The Kansas race also underscored how Washington experience and influence can be more of a liability than an asset in some states. Roberts apparently realized this and adjusted his votes to sync up with what he and other lawmakers perceive to be their constituents’ changing views toward government. In this session, for example, he voted against the bipartisan Farm Bill and also called for the resignation of Health and Human Services Secretary Kathleen Sebelius, a friend of his and also a former governor of Kansas.

Kansas is a red state, and Roberts is virtually assured to keep his seat in the general election. But the gubernatorial race there will be a top contest to watch in the fall. Republican Gov. Sam Brownback is under fire for enacting sweeping tax cuts that led to a downgrade in the state’s credit rating, as well as other controversial budget cuts, including to education. In retaliation, over 100 Republican state lawmakers backed the governor’s Democratic challenger, Paul Davis. Brownback also irked fellow Republicans by supporting several conservative challengers to state incumbents. The governor’s race is now considered a toss-up in November.
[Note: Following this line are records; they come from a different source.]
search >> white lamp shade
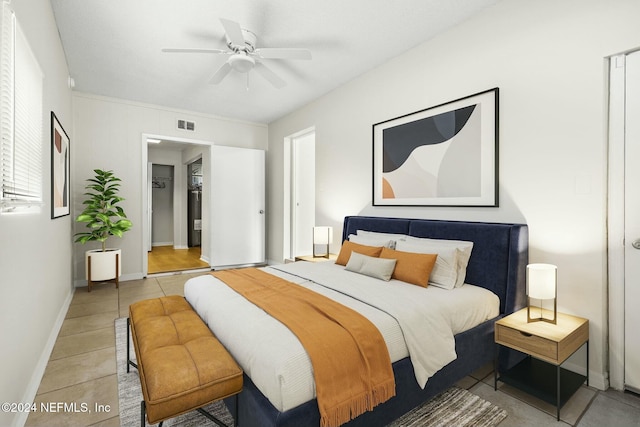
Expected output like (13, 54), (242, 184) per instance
(527, 264), (558, 299)
(313, 226), (333, 245)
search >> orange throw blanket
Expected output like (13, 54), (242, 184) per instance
(211, 268), (395, 427)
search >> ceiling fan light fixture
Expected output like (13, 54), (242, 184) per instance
(229, 53), (256, 73)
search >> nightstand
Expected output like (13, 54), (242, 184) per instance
(494, 308), (589, 421)
(296, 254), (338, 262)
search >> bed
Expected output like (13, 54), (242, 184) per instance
(185, 216), (528, 427)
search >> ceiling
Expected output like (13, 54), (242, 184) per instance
(51, 0), (499, 123)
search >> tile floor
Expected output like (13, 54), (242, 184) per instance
(26, 273), (640, 427)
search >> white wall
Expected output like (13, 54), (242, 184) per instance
(71, 92), (267, 285)
(0, 0), (74, 426)
(267, 0), (640, 388)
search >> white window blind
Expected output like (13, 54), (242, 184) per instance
(0, 1), (43, 212)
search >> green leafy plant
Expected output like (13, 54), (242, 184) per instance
(75, 169), (133, 252)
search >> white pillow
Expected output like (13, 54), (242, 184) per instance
(407, 236), (473, 288)
(396, 241), (460, 289)
(345, 252), (396, 282)
(349, 234), (396, 249)
(356, 230), (407, 249)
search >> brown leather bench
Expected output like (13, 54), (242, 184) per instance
(127, 296), (242, 426)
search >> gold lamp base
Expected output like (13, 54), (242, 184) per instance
(527, 297), (558, 325)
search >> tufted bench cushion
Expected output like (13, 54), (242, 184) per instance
(129, 296), (242, 424)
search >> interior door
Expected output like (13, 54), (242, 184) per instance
(211, 145), (265, 268)
(624, 52), (640, 392)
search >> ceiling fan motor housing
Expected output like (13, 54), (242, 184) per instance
(228, 53), (256, 73)
(227, 28), (258, 53)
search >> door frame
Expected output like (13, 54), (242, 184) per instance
(607, 54), (626, 390)
(140, 133), (214, 277)
(607, 50), (640, 392)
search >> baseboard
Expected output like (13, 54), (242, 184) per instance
(15, 289), (73, 426)
(562, 361), (609, 390)
(73, 273), (144, 288)
(151, 242), (173, 247)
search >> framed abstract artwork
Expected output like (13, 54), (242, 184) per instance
(373, 88), (499, 206)
(51, 111), (70, 219)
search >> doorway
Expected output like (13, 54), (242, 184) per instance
(142, 135), (210, 274)
(284, 129), (316, 259)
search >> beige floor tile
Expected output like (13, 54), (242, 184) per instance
(71, 285), (118, 305)
(25, 375), (120, 427)
(49, 326), (116, 360)
(58, 310), (118, 337)
(38, 347), (116, 394)
(120, 282), (162, 301)
(66, 295), (118, 319)
(120, 277), (158, 292)
(89, 416), (120, 427)
(160, 283), (184, 296)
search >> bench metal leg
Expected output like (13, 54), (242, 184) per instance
(127, 317), (137, 374)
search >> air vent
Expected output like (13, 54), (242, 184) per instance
(178, 119), (196, 132)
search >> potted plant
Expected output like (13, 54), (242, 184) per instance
(75, 169), (132, 292)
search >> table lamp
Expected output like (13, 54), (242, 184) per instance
(527, 264), (558, 325)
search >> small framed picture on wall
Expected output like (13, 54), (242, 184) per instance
(51, 111), (71, 219)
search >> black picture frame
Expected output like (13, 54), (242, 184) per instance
(51, 111), (71, 219)
(372, 88), (499, 207)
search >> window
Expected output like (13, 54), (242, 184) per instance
(0, 1), (43, 212)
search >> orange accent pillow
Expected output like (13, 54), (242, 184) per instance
(336, 240), (382, 265)
(380, 248), (438, 288)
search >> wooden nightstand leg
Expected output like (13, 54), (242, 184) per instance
(493, 344), (500, 391)
(587, 340), (589, 387)
(556, 365), (560, 421)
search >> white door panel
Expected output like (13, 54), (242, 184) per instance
(211, 146), (265, 268)
(624, 52), (640, 391)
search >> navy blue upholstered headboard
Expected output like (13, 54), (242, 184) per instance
(342, 216), (529, 314)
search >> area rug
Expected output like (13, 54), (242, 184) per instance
(115, 318), (507, 427)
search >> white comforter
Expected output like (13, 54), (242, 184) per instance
(184, 262), (499, 411)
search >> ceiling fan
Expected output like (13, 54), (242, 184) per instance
(162, 19), (311, 89)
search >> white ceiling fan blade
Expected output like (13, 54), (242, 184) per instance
(255, 62), (287, 89)
(162, 48), (233, 53)
(255, 47), (311, 59)
(209, 62), (231, 85)
(220, 18), (244, 46)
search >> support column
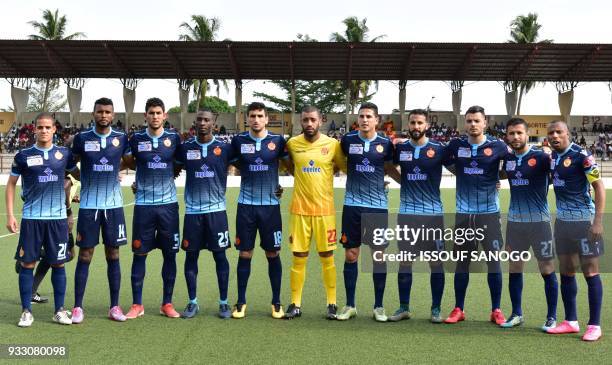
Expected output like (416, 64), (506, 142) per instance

Primaries in Michigan Tuesday night yielded mixed results for incumbents. In a couple of races, the Tea Party vs. establishment dynamics were reversed.

In the 11th District, freshman Rep. Kerry Bentivolio became the third House incumbent to lose his seat in a primary this cycle. The colorful, Tea Party-backed reindeer farmer was a top target of establishment Republicans. Mitt Romney and the U.S. Chamber of Commerce endorsed his opponent, self-funding foreclosure lawyer David Trott.

Meanwhile, Republican Rep. Justin Amash, a Tea Party-backed libertarian who has notoriously butted heads with GOP leadership and has lost committee posts because of it, survived a challenge from an establishment-backed candidate in his state’s 3rd District.

The Michigan Chamber of Commerce backed businessman Brian Ellis, who used his own money to help finance his campaign. He ran against Amash on defense issues, running ads that criticized his opponent for backing closure of the Guantanamo Bay detention facility and quoted a colleague who called Amash a friend to al-Qaeda.

But the strategy was ineffective, as Amash won Tuesday by nearly 15 points.

Amash was the second libertarian-aligned lawmaker to survive an establishment challenge this cycle. North Carolina’s Walter Jones beat back a serious challenge from a former Bush administration official in May.